Carlson largely nodded along. After all, he, too, had been critical of some of Trump’s most outrageous assertions, even helping to bury then-Trump attorney Sidney Powell’s ridiculous vote-hacking theories by noting on-air that she had no evidence to bolster her claims. Neither he nor Hume targeted the network on which they were appearing for its role in spreading many of the same false claims. Instead, ever focused, Carlson brought things back around to his real target: The Democrats didn’t even try to make the case for impeachment.

The most important part of Carlson’s commentary, though, involved both celebrating Trump’s base for its wisdom — and assuring that base that it needed a new champion. He disparaged the idea that impeaching Trump would weaken his base’s support for the president.

“Who does your average Republican voter trust more? Donald Trump or the many people who hate Donald Trump? Donald Trump or [Senate Majority Leader] Mitch McConnell? Donald Trump or CNN?” Carlson asked. “Come on. You know the answer. It’s not complicated.”

He went on to criticize the GOP for acquiescing to any fight over Trump at this point.

“At no point does it seem to have occurred to McConnell or any of these sort of geniuses clustered around him is that what’s really at stake is not the future of Donald Trump — he’s elderly and retiring next week — but instead the future of his voters. Tens of millions of them,” Carlson said. He claimed that those voters’ identification as Trump supporters would soon lead to their ostracization from American society.

But his most telling comments came later in the show.

“Why is it so hard for Republicans on the Hill, who’ve been locked in this bizarre, sadomasochistic relationship with Trump for four years, to say what’s true for a lot of people?” Carlson said. “Look, you know, Trump? Complicated, lots of views — I don’t care. He’s leaving next week.” 

“What I care about are his voters,” he continued. “I care about the country, the people who voted for him for a reason that probably had nothing to do with him, but had to do with the mismanagement of the country by the people in charge of it. Where’s their defender? Sincerely?”
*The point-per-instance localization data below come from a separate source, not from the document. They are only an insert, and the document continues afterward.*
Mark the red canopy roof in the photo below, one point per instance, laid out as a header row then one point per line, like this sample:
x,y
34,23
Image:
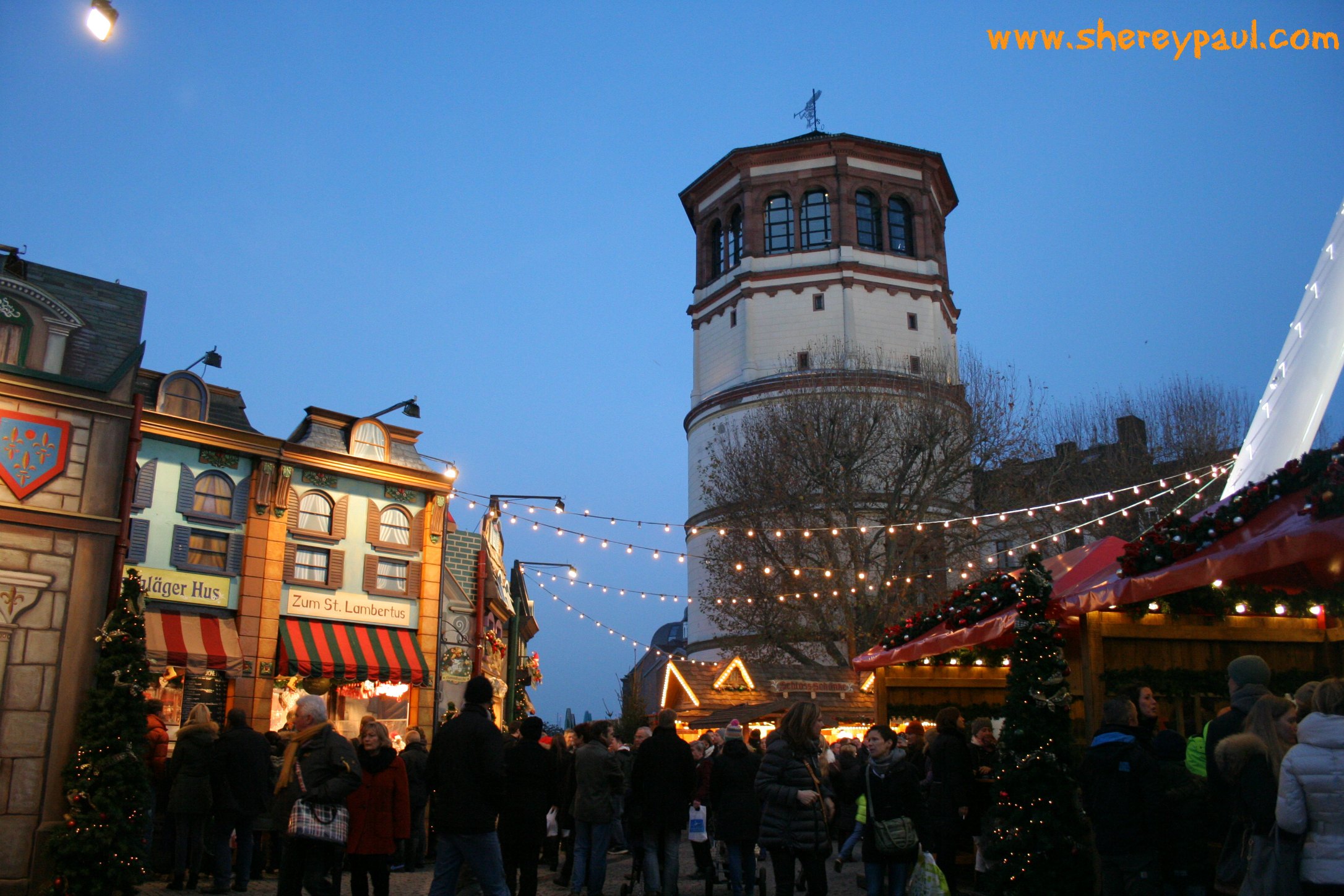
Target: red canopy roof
x,y
1284,547
1069,570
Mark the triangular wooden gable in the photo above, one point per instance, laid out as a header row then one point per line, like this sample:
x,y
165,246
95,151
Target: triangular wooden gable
x,y
675,687
729,680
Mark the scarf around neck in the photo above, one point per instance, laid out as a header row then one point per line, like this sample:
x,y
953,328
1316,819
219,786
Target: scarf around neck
x,y
286,770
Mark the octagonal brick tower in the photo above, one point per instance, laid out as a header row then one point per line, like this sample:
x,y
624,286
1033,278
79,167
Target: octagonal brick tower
x,y
811,249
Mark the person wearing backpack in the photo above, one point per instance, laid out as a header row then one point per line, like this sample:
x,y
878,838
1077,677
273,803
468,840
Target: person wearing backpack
x,y
1122,797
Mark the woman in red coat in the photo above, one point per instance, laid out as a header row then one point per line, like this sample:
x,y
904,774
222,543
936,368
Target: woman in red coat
x,y
379,812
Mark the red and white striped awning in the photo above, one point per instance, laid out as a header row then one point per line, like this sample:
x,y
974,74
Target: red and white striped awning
x,y
192,644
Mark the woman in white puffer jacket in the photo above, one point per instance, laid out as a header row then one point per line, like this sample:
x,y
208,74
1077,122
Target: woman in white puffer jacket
x,y
1311,790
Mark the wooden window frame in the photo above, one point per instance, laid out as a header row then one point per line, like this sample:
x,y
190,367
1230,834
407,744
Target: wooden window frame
x,y
374,525
340,508
335,567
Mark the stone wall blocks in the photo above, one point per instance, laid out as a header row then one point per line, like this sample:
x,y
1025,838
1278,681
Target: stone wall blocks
x,y
22,735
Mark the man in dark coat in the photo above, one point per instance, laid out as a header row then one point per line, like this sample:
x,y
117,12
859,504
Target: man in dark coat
x,y
467,775
330,772
528,796
1247,681
241,774
661,783
1122,797
416,758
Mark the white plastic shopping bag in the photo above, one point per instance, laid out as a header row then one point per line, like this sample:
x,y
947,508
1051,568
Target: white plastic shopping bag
x,y
928,879
697,830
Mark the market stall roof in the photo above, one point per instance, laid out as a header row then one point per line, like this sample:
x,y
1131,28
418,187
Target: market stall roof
x,y
1283,547
192,642
354,653
1067,570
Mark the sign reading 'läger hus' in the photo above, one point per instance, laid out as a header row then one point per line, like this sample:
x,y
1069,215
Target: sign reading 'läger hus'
x,y
346,606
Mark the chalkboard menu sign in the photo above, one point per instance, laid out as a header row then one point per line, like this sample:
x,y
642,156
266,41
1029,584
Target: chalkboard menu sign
x,y
210,688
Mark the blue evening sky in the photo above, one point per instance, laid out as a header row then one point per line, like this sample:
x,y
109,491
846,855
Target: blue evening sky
x,y
476,205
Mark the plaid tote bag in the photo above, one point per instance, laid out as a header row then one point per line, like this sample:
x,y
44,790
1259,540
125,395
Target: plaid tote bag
x,y
312,821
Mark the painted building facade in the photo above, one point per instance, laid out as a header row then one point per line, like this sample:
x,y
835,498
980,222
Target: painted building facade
x,y
69,350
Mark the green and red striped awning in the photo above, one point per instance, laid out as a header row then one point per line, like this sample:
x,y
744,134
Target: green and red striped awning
x,y
354,653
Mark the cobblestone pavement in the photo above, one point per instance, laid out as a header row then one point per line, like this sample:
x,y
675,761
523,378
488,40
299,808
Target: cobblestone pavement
x,y
845,883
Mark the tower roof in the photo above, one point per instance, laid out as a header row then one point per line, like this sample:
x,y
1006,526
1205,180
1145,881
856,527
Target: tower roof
x,y
821,137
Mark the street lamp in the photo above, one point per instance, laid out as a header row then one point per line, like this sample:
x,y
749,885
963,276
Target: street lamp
x,y
409,409
559,501
100,19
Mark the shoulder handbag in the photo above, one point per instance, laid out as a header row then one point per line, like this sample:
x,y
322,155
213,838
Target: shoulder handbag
x,y
311,821
892,835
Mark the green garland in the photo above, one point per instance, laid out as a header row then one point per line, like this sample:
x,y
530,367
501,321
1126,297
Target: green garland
x,y
1238,600
1197,683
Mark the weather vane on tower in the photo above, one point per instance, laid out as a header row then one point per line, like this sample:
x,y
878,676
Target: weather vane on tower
x,y
809,112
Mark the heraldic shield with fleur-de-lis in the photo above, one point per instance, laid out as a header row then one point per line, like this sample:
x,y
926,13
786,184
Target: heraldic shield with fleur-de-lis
x,y
33,450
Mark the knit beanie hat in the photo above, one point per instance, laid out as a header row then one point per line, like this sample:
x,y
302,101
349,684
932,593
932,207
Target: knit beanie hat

This is Carlson’s sweet spot: refusing to accept Trump as a monolith while advocating overtly for those who strongly support the president. It’s unfolding rhetoric like Wednesday night’s that has prompted any number of articles speculating on whether Carlson could or hopes to be the next Republican presidential nominee. Perhaps it’s just a savvy play to retain viewers. But, perhaps, it’s more calculating than that.

Ask yourself this question: Is there any recent history of a Republican firebrand, one for whom race sits at the center of politics, moving from TV to the White House? Or, put another way, are there more Carlson Republicans or more McConnell Republicans?

Come on. You know the answer. It’s not complicated.